While we're all trying to soak up as much sun and warmth as we can in spring, on some days, nothing beats a rich bowl of curry. Whether it's a rainy day or you simply want a break from the barbecue, this Japanese curry is the perfect answer and can be adapted with almost any ingredient you have at home.
This traditional dish is made regularly in pretty much every household. The main difference between Japanese curry and other types of curry is that it is thickened with a roux and sweetened with fruit, usually apple. This is usually storebought and can be found is most large grocery stores with a good international foods section. This recipe from Miku by Aburi Restaurant's chef Kazuya Matsuoka also includes dashi as a base to enhance the umami. Make your own tonight.
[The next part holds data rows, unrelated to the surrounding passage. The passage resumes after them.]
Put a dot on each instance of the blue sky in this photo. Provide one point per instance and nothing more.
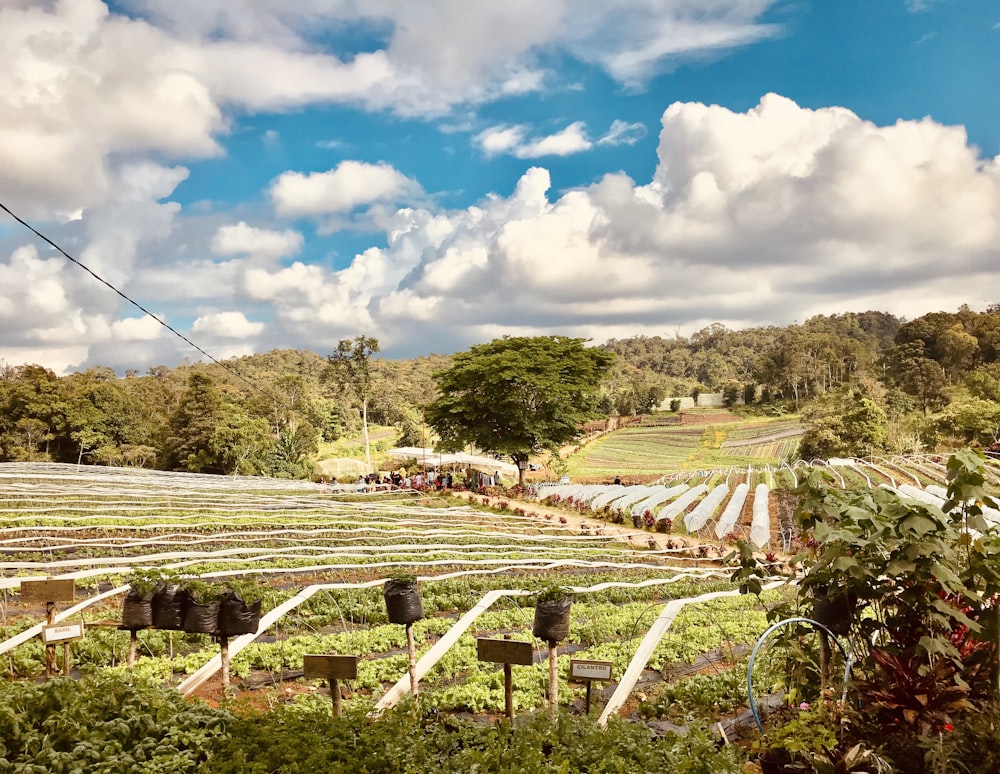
(436, 174)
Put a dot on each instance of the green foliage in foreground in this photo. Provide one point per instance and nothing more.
(308, 738)
(112, 724)
(101, 725)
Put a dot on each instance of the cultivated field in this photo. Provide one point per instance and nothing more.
(653, 449)
(318, 562)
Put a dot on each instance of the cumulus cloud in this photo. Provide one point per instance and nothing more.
(83, 87)
(226, 325)
(265, 244)
(500, 139)
(572, 139)
(514, 141)
(757, 217)
(350, 184)
(623, 133)
(770, 215)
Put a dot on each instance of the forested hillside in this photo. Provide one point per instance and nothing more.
(865, 383)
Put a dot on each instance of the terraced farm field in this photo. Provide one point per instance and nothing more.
(318, 562)
(655, 450)
(650, 598)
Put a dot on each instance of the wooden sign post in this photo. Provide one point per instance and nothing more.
(50, 591)
(64, 633)
(506, 652)
(333, 669)
(581, 670)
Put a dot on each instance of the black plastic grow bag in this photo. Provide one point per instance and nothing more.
(552, 619)
(402, 602)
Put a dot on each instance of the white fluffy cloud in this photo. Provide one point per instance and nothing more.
(771, 215)
(623, 133)
(350, 184)
(82, 87)
(226, 325)
(766, 216)
(265, 244)
(513, 140)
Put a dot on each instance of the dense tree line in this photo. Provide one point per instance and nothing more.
(866, 383)
(262, 414)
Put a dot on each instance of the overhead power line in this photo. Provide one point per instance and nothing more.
(134, 303)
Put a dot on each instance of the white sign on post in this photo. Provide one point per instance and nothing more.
(63, 632)
(589, 670)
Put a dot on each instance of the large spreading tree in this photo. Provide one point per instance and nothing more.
(350, 366)
(518, 395)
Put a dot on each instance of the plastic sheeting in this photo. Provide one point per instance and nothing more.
(696, 519)
(681, 503)
(732, 512)
(760, 525)
(658, 498)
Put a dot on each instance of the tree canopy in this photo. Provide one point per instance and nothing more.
(518, 395)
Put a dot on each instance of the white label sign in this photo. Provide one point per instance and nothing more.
(62, 632)
(589, 670)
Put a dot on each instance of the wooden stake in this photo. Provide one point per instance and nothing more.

Heat water in a pot over medium heat until boiling. Add katsuobushi dashI powder and stir well. Turn the heat off and set the dashi broth aside.
In a heavy bottomed medium pot, heat vegetable oil over medium heat.
Add ginger and garlic and stir. Add curry powder and cumin.
Add onion and sauté until soft and translucent. Add ground pork and cook until pork is well done.
Add diced carrots and dashi broth. Cook until boiling, and skim any scum from surface of broth.
Add grated apple and honey and reduce heat to low. Simmer for additional 15 to 20 minutes, stirring regularly.
Add curry roux in small pieces and slowly dissolve with chopsticks.
Add soy sauce, ketchup, and tonkatsu sauce.
Finish with stirring in melted unsalted butter and cream and season with salt and pepper to taste.